La soute de la nouveauté est profonde mais trop courte : la faute, encore une fois, aux racines moto du Forza 750. Son bâti tubulaire et son amortisseur en position verticale prennent de l'espace, tout comme son "gros" bicylindre associé à une boîte de vitesses...

DCT Vs vario : en ville, y a pas match ! 

La transmission par variateur du Tmax entérine justement sa suprématie en ville : sa connexion avec sa roue - juste parfaite - offre une gestion de son avancement au millimètre-heure près. Cette caractéristique associée à son génial équilibre permet de rester plusieurs secondes sans poser le pied au sol à l'arrêt, en jouant avec les gaz et le frein. Même pas besoin de la troisième roue du Tricity !

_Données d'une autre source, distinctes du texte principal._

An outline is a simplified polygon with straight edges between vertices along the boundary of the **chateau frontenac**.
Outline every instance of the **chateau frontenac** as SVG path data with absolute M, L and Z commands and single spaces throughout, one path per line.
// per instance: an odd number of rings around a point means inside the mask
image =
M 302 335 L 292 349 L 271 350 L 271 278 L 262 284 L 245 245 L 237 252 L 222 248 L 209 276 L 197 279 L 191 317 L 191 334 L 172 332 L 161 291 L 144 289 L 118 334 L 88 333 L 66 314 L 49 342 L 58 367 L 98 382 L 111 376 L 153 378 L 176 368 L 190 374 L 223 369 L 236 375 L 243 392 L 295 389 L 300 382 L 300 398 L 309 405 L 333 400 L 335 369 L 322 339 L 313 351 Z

Le Forza 750 reprend quant à lui la boîte six vitesses avec double embrayage développée par Honda, qui repose sur une transmission automatisée extrêmement fluide et rapide grâce au pré-enclechement du rapport suivant. Un embrayage se charge des rapports pairs, l'autre des impairs, le tout sans action du pilote sur les disques (pas de levier d'embrayage).

Mais autant ce Dual Clutch Transmission (DCT) se montre pertinent sur une moto comme la NC750X, l'Africa Twin ou encore la Goldwing, autant son utilité nous échappe complètement sur un scooter... Le variateur du Tmax 560 est plus agréable, plus réactif et surtout plus simple : on démarre, on tourne la poignée, et le Yamaha s'élance (vite). Un scooter quoi !

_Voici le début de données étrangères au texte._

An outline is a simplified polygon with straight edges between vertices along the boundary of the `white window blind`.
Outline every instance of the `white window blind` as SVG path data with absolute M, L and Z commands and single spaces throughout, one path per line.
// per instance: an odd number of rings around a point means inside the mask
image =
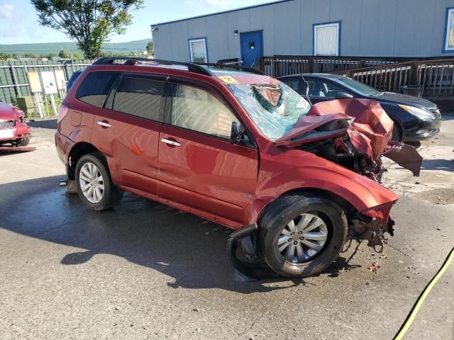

Sur le Foza 750, on démarre… et on se retrouve au point mort (N) ! Se déplacer impose d'abord de choisir entre passage de vitesses automatique ou manuel (via les gâchettes "+" et "-" à gauche). Puis de sélectionner la réactivité du système via les modes de conduites, qui influent également sur la sensibilité de l'antipatinage et de l'inédit contrôle du frein moteur.

Mais ce sont les micro-secousses ressenties à la montée et - surtout - à la descente des trois premiers rapports qui marquent la différence d'agrément avec un variateur. Le DCT ne peut complètement éviter la rupture de charge inhérente au changement de vitesses (très fréquent en ville), alors que le "vario" est d'une transparence exquise et d'une réactivité absolue.

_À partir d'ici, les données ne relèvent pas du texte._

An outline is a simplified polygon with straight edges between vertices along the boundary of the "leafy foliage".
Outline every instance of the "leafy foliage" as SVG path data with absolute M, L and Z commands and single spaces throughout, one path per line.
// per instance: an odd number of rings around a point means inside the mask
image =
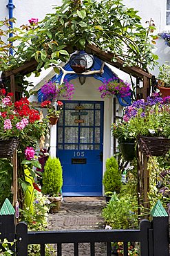
M 57 196 L 63 185 L 62 173 L 59 158 L 50 156 L 44 166 L 42 192 Z
M 137 199 L 129 194 L 119 196 L 116 193 L 103 210 L 103 217 L 113 229 L 135 228 L 138 227 Z
M 106 170 L 103 179 L 105 192 L 119 192 L 121 188 L 121 175 L 118 172 L 118 165 L 114 157 L 106 161 Z
M 39 24 L 12 30 L 10 41 L 20 42 L 14 48 L 15 53 L 10 56 L 10 63 L 6 55 L 1 59 L 1 70 L 34 57 L 39 63 L 35 72 L 39 75 L 42 66 L 47 68 L 56 66 L 59 60 L 65 62 L 69 57 L 67 51 L 85 49 L 87 44 L 114 53 L 113 61 L 116 62 L 118 57 L 125 65 L 146 69 L 148 64 L 151 67 L 156 64 L 158 56 L 151 52 L 151 39 L 154 43 L 157 37 L 149 35 L 155 29 L 153 21 L 144 28 L 138 12 L 126 8 L 123 0 L 65 0 L 54 9 L 54 13 L 47 14 Z
M 6 198 L 12 202 L 12 165 L 9 159 L 0 159 L 0 208 Z
M 25 207 L 24 210 L 20 209 L 21 217 L 20 221 L 26 222 L 28 230 L 31 231 L 45 231 L 47 226 L 47 212 L 50 207 L 47 203 L 47 198 L 42 193 L 34 190 L 33 212 L 30 211 L 30 207 Z M 40 245 L 31 244 L 28 246 L 28 253 L 29 255 L 39 256 L 40 255 Z M 45 244 L 45 255 L 54 256 L 54 250 L 52 245 Z
M 128 182 L 122 185 L 118 194 L 114 193 L 109 203 L 103 210 L 103 217 L 113 229 L 138 228 L 136 172 L 136 167 L 129 171 Z
M 166 62 L 159 67 L 160 72 L 158 78 L 161 80 L 159 85 L 164 87 L 170 87 L 170 64 Z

Exemple : mettre poignée dans le coin entre 50 et 90 km/h sur le Tmax n'engendre aucune à-coup, car le patinage continuel exercé par le "vario" le maintient toujours au bon régime. Sur le Forza 750, ce soudain besoin d'accélération déclenche un rétrogradage pour replacer le moteur dans la zone de relance adéquate.

Cette descente d'un ou deux rapports occasionne "mécaniquement" une brève interruption de la poussée, malgré toute la finesse du dispositif Honda. Le variateur du Tmax offre par ailleurs un contrôle fin, progressif et sans effort : le Yamaha réagit souplement et précisément à la moindre rotation du poignet droit, quelle que soit la cartographie choisie (Sport ou Touring, qui n'offre pas de différence fondamentale).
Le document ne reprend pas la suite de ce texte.